Geoffrey Irving, a safety researcher at DeepMind, says the difference between this approach and previous methods is that DeepMind hopes to use “a long-term dialogue for safety”.
“That means we don’t expect that the problems we have in these models – misinformation or prejudice or whatever – are obvious at first glance, and we want talk about them in detail. And that means between machines and humans,” he said.
Sara Hooker, Cohere head of AI, a nonprofit AI research lab, says DeepMind’s idea of using human preferences to optimize how AI models learn is not new. .
“But the improvements are convincing and show clear benefits for optimizing human-guided dialogue agents in the context of large linguistic models,” says Hooker.
Douwe Kiela, a researcher at AI startup Hugging Face, said Sparrow is “a nice next step in the direction of a general trend in AI where we’re trying more seriously to improve safety aspects.” of large language model implementations”.
But much work remains to be done before these conversational AI models can be deployed in the wild.
Sparrow still makes mistakes.
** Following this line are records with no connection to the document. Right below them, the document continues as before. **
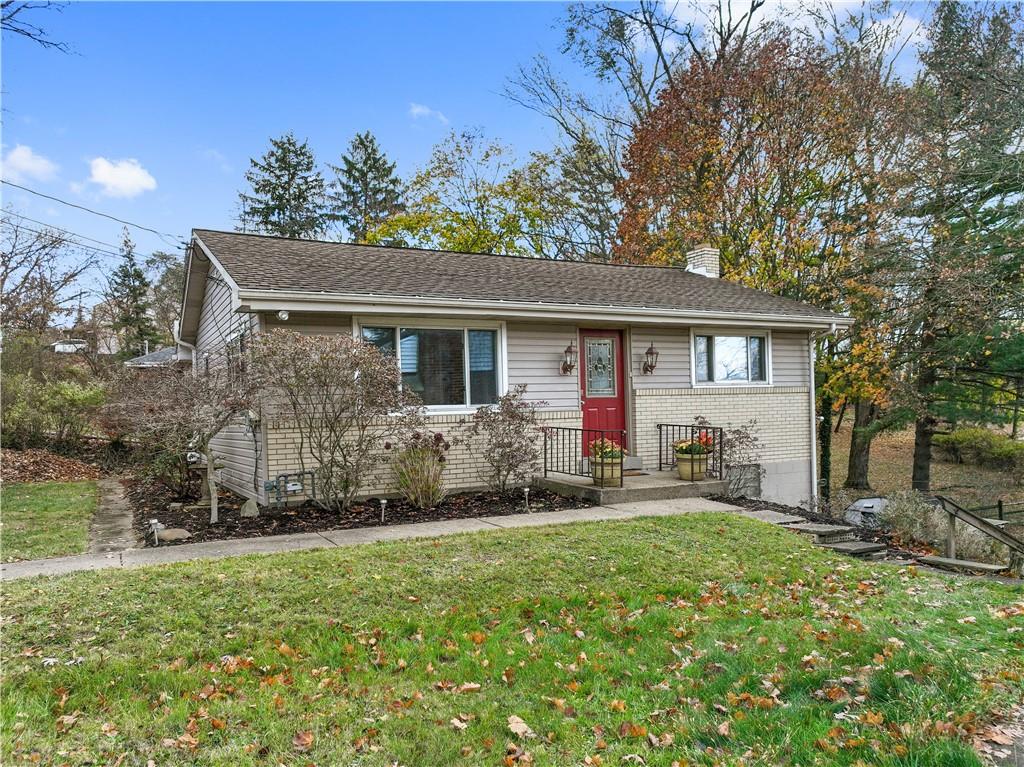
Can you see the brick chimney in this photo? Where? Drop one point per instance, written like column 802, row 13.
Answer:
column 704, row 260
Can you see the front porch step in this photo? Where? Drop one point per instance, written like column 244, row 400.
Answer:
column 961, row 564
column 663, row 485
column 825, row 534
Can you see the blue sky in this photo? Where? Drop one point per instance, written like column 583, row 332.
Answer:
column 155, row 114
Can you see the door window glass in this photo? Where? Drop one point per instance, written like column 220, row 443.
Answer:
column 600, row 367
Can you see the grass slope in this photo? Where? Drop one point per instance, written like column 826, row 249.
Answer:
column 45, row 519
column 704, row 639
column 892, row 461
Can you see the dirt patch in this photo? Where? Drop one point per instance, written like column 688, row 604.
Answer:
column 152, row 503
column 43, row 466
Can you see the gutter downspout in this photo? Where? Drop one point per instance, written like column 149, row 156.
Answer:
column 811, row 357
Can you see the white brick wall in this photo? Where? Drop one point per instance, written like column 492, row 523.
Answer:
column 464, row 467
column 782, row 415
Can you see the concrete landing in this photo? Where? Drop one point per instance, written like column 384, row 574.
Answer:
column 824, row 534
column 855, row 548
column 657, row 485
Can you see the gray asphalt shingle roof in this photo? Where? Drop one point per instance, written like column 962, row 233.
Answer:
column 260, row 262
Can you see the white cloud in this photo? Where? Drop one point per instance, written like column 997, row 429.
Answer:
column 121, row 177
column 418, row 111
column 22, row 164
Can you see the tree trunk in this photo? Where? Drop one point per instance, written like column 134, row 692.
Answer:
column 211, row 482
column 924, row 429
column 860, row 445
column 1018, row 397
column 824, row 446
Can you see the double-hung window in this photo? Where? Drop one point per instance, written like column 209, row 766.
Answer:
column 444, row 367
column 730, row 358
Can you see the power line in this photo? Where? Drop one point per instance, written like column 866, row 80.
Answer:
column 60, row 228
column 161, row 235
column 76, row 243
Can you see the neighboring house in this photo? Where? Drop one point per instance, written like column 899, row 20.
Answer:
column 467, row 327
column 158, row 358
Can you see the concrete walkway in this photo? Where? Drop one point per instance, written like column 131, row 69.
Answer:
column 328, row 539
column 112, row 527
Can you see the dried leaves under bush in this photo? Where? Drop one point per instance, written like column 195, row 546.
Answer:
column 43, row 466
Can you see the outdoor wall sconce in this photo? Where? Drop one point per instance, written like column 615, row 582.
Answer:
column 569, row 358
column 649, row 359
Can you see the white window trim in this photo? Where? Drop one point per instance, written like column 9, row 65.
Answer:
column 501, row 353
column 764, row 333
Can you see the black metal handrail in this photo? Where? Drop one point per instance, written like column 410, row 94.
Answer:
column 669, row 434
column 566, row 452
column 1003, row 509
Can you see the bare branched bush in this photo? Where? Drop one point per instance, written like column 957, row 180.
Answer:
column 345, row 399
column 173, row 412
column 506, row 436
column 419, row 468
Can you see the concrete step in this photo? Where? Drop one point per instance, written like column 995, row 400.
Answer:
column 961, row 564
column 855, row 548
column 824, row 534
column 634, row 489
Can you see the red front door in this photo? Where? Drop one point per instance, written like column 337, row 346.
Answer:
column 601, row 380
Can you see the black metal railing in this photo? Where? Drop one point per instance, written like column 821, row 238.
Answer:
column 566, row 451
column 1001, row 510
column 669, row 434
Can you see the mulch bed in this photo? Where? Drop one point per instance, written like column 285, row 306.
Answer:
column 152, row 503
column 43, row 466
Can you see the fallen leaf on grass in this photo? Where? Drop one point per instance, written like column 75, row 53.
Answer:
column 520, row 728
column 303, row 740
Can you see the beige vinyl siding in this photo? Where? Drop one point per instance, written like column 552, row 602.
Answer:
column 673, row 346
column 311, row 324
column 788, row 358
column 237, row 448
column 535, row 357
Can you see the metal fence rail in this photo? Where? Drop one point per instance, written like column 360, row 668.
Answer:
column 668, row 434
column 1001, row 510
column 565, row 452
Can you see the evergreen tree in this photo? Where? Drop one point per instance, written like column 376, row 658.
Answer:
column 288, row 192
column 366, row 189
column 129, row 298
column 967, row 217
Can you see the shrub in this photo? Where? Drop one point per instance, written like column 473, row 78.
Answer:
column 984, row 448
column 911, row 518
column 505, row 436
column 419, row 469
column 36, row 412
column 345, row 398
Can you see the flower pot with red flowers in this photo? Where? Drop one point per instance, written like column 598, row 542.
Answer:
column 691, row 457
column 606, row 462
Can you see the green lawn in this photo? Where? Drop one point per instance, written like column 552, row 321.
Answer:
column 45, row 519
column 706, row 639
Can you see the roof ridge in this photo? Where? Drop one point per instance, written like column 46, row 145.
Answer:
column 455, row 252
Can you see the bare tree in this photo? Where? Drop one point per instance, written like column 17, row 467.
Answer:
column 12, row 19
column 179, row 412
column 39, row 275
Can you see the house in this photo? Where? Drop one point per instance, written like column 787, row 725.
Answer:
column 465, row 327
column 157, row 358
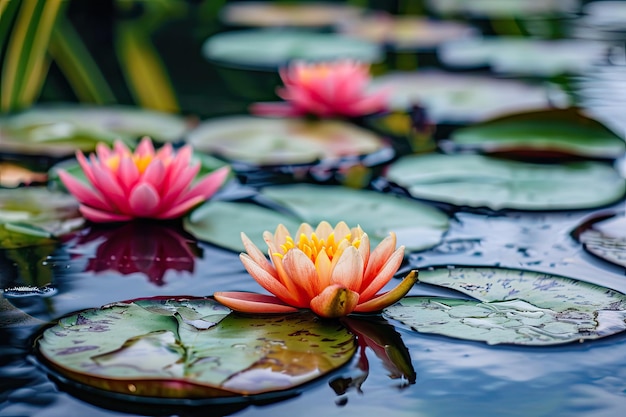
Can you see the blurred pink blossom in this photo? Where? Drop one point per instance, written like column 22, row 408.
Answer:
column 325, row 89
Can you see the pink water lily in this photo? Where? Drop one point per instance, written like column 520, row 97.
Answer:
column 142, row 184
column 328, row 270
column 326, row 89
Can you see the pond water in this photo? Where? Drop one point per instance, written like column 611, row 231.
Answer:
column 451, row 377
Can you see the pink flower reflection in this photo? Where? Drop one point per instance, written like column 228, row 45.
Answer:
column 136, row 247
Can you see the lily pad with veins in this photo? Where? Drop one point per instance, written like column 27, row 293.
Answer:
column 513, row 307
column 191, row 348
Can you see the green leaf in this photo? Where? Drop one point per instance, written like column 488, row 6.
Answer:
column 417, row 226
column 265, row 141
column 221, row 222
column 33, row 215
column 482, row 181
column 181, row 348
column 513, row 307
column 546, row 132
column 60, row 130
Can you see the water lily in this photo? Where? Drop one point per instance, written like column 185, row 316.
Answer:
column 329, row 270
column 325, row 89
column 142, row 184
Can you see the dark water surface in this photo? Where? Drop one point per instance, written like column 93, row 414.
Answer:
column 453, row 377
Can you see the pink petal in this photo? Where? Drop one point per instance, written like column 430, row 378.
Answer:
column 144, row 200
column 301, row 271
column 388, row 298
column 101, row 216
column 269, row 282
column 180, row 209
column 334, row 301
column 83, row 193
column 384, row 275
column 252, row 303
column 348, row 272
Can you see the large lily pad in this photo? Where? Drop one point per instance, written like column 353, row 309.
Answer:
column 57, row 131
column 266, row 141
column 542, row 133
column 417, row 226
column 482, row 181
column 34, row 215
column 513, row 307
column 192, row 348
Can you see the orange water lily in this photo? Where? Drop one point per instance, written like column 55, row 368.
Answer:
column 142, row 184
column 325, row 89
column 329, row 270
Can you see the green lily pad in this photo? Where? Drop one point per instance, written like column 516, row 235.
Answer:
column 417, row 226
column 57, row 131
column 35, row 215
column 547, row 132
column 513, row 307
column 482, row 181
column 191, row 348
column 221, row 222
column 267, row 141
column 269, row 49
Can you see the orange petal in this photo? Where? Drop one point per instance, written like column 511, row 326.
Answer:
column 369, row 290
column 301, row 271
column 268, row 281
column 253, row 303
column 390, row 297
column 348, row 271
column 255, row 253
column 334, row 301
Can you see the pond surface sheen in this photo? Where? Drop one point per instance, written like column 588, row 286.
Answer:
column 453, row 377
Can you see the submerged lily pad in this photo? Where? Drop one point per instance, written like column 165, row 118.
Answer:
column 542, row 133
column 513, row 307
column 57, row 131
column 192, row 348
column 482, row 181
column 605, row 237
column 34, row 215
column 266, row 141
column 417, row 226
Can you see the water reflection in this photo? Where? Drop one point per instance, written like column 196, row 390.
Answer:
column 137, row 247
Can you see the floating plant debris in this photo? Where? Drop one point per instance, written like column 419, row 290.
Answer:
column 513, row 307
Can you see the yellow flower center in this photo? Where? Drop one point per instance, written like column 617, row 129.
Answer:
column 312, row 246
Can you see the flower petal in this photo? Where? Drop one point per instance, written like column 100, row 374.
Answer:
column 301, row 271
column 101, row 216
column 334, row 301
column 369, row 289
column 390, row 297
column 252, row 303
column 269, row 281
column 144, row 200
column 348, row 271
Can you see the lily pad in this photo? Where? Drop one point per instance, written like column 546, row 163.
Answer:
column 180, row 348
column 482, row 181
column 221, row 222
column 513, row 307
column 57, row 131
column 553, row 132
column 604, row 236
column 269, row 142
column 270, row 49
column 34, row 215
column 417, row 226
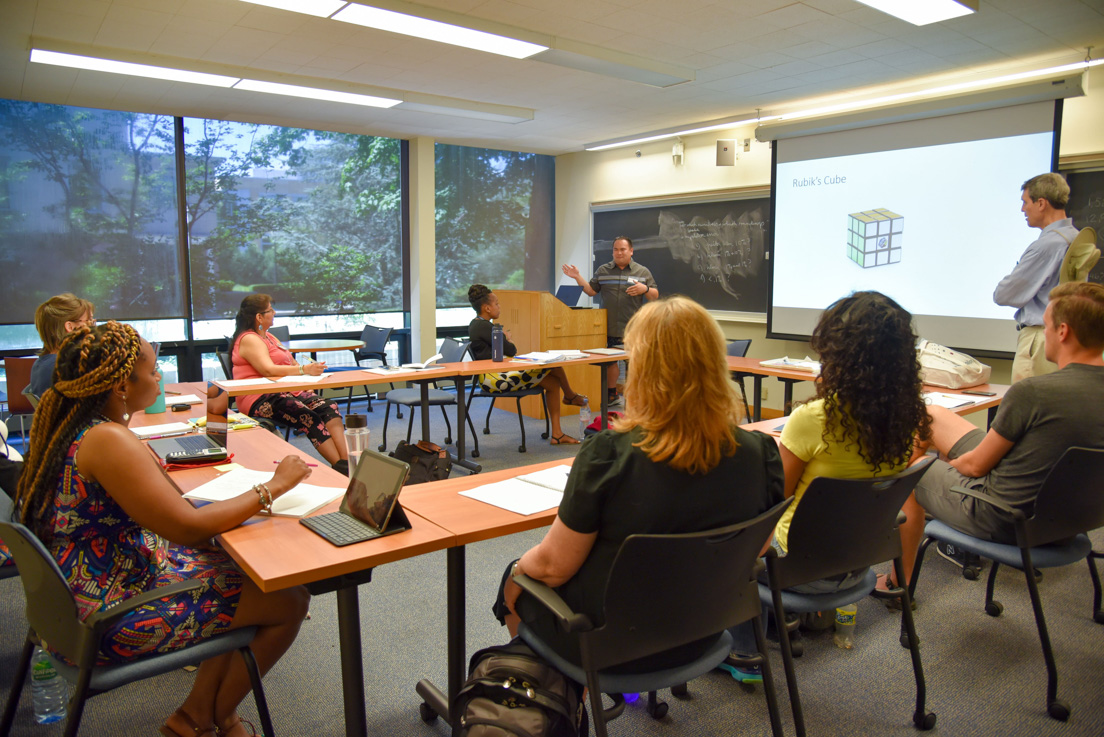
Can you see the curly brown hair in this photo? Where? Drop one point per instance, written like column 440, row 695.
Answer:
column 870, row 377
column 91, row 362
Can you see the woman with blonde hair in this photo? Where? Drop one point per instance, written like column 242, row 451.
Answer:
column 676, row 462
column 118, row 526
column 55, row 319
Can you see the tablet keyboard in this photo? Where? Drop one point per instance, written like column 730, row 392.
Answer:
column 340, row 529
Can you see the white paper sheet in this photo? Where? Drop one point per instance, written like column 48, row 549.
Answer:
column 516, row 495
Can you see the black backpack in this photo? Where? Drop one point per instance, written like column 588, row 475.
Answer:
column 428, row 461
column 511, row 692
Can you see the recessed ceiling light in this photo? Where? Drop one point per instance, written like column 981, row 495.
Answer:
column 320, row 8
column 95, row 64
column 423, row 28
column 315, row 93
column 922, row 12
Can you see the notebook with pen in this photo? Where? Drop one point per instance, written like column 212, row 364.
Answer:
column 200, row 447
column 370, row 508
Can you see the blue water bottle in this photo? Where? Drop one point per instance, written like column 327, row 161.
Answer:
column 497, row 341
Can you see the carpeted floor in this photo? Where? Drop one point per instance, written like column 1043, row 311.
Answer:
column 985, row 676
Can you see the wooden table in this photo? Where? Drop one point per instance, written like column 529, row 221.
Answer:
column 277, row 553
column 470, row 521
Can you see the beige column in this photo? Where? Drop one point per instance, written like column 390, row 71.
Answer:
column 423, row 247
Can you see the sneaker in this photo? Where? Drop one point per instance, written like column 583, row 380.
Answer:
column 752, row 674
The model sometimes goes off topic or generates random responses. Identified participants can also make the model break the rules 8% of the time. (This is still an improvement over older models: DeepMind’s previous models broke the rules three times more often than Sparrow.)
“For areas where the risk of harm to people could be high if a representative responds, such as providing medical and financial advice, this can make many people feel uncomfortable,” says Hooker. like an unacceptably high failure rate,” Hooker said. , “While we live in a world where technology must safely and responsibly serve many different languages,” she added.
And Kiela points out another problem: “Relying on Google to find information leads to undefined biases that are hard to detect, since everything is closed source.”